Regulation of Muscular Movement:
There are mainly three kinds of muscles: these are cardiac, voluntary (striated or skeletal) and involuntary (unstraited or visceral). Voluntary or skeletal muscles, apart from the tongue, are joined to skeleton by tendons.
Among the muscle fibers are the sensory organs whose nerve endings are susceptible to the degree of contraction of fibers. Sensory organs send impulses to the brain. In brain, the impulses are coordinated and responses are relayed via motor nerves to the muscles fibers. At end plates, acetylcholine is liberated to depolarize the membrane of the muscle fibers. This raises permeability to the ions. The action potential is started and the muscle fiber contracts.

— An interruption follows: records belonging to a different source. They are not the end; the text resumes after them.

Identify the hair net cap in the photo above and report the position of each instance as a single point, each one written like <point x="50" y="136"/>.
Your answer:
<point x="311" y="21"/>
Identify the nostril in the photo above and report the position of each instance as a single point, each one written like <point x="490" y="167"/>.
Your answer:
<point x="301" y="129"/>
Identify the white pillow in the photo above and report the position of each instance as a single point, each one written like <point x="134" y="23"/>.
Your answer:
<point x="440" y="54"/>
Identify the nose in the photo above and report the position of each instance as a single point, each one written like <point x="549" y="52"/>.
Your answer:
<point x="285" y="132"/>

Regulation of Hormone Production:
The hypothalamus of the brain controls or manages most of the endocrine system. It consists of nervous connections to all portions of the brain and thus, receives each and every information of internal and external origin. Hypothalamus responses by sending long autonomic nerves to target areas by secretion of hormones into the pituitary body (Neurosecretion) and by sending releasing factors that stimulate the pituitary to the secrete hormones.
Neurosecretion takes place via neurons whose axons pass via the pituitary stalk into the pars nervosa and end in small swellings. Droplets of hormones pass all along the axon. Significant hormones secreted this way comprise vasopressin and oxytocin. Vasopressin causes increase in blood pressure and consists of an antidiuretic effect too. Oxytocin causes contraction of the uterine wall throughout child birth and contraction of mammary alveoli to force milk out of the nipple.
Pars anterior generate around six hormones that are transported to the pituitary body via the hypothalamus hypophygial portal system.
The other hormones from the pituitary comprise somatotropin that is a growth hormone, thyrotropic hormone which stimulates the thyroid to discharge thyroxin; the adrenocorticotropic hormone which stimulates the discharge of corticoid hormones and the gonadotropic hormone from pars anterior that stimulates sex organs to liberate the proper sex hormones.